The teens are seeing the famous show through the Hamilton Education Program, which started in 2015 as an initiative of the musical’s creators, The Rockefeller Foundation, the NYC Department of Education and the Gilder Lehrman Institute.

It’s not a free ride. The kids have to study Hamilton’s era and prepare a performance — such as a rap, dance, scene or song — inspired by what they’ve learned.

The Pasco teens will head across the mountains March 8, getting to Seattle in time for activities such as a question-and-answer session with the traveling cast.

Some of the teens may be picked to perform their piece on stage, in front of their fellow students and Hamilton actors.

It is, without hyperbole, the opportunity of a lifetime.

Tickets to Hamilton are expensive and tough to get, and it’s sure to be a transformational experience.

“It’s going to blow their minds,” said Heather Johnson, the drama teacher at Pasco High.

Most of the students haven’t seen much, if any, live theater — especially not something like Hamilton, she said.

“It’s going to be out of this world for them. They’re going to be engaged 100 percent, the entire time. They’re going to walk away inspired,” Johnson said.

She sent off an application for the program last year. Pasco High is believed to be the only local school taking part.

Hamilton is at the Paramount Theatre in Seattle as part of a national tour. The show debuted on Broadway in 2015, shattering box office records, racking up awards and earning a place in the cultural zeitgeist.

It sounds like it shouldn’t work. It’s a hip hop musical about the country’s first treasury secretary.

But it does work — a stunning artistic achievement that engages, enlightens and inspires.
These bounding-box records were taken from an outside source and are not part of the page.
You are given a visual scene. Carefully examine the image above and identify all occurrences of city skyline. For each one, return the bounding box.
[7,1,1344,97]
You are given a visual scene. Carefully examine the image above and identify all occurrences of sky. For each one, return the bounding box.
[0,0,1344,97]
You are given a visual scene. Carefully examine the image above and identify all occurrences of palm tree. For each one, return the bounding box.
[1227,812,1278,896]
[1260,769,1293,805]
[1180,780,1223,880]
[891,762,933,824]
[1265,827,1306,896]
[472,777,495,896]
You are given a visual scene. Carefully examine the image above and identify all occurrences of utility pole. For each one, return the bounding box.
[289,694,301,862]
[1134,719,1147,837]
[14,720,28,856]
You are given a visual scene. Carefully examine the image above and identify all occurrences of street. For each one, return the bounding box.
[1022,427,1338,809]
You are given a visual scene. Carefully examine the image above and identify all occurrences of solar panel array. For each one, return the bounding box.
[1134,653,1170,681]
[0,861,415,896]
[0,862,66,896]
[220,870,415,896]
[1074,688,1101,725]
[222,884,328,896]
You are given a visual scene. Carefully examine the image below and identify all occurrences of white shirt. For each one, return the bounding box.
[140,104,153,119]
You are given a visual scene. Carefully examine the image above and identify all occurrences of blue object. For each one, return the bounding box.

And it resonates with young people who might otherwise have no interest in a musical about history.

With Hamilton, it’s “the story of back then, but they are telling it now, in a way that’s (relevant) today. It’s amazing,” said Vanessa Sanchez, 17, one of the Pasco High students seeing the show.

History can be boring, but “now it’s something fun and upbeat and you can listen to it and know what’s going on,” Magdalena added.

Along with Johnson, Pasco High teachers Megan Juzeler, Ron Newbury, Kelsey Gilman and Marcie White are helping with the program.

Administrators and other staff also have been vital to making it happen, Johnson said. And she’s grateful to Ag Association Management, which is kicking in $1,000 to cover lunch during the trip.

The students taking part are all juniors and were nominated based on outstanding behavior.

They had early release on a recent Wednesday, but they stuck around to bone up on Hamilton history and work on their performance pieces.

Geo already has part of his rap done. Magdalena planned to do a scene, something centered on the U.S. breaking from England.

Unlike Geo, who’d never heard of Hamilton before his teacher clued him in, Magdalena found the show on her own. She loves it.

The music and story are inspiring, thrilling, she said. She can’t wait to see it live, with the performances sweeping her up and transporting her.

“It’s amazing seeing them there. They’re acting right in front of you,” Magdalena said. “I’m excited.”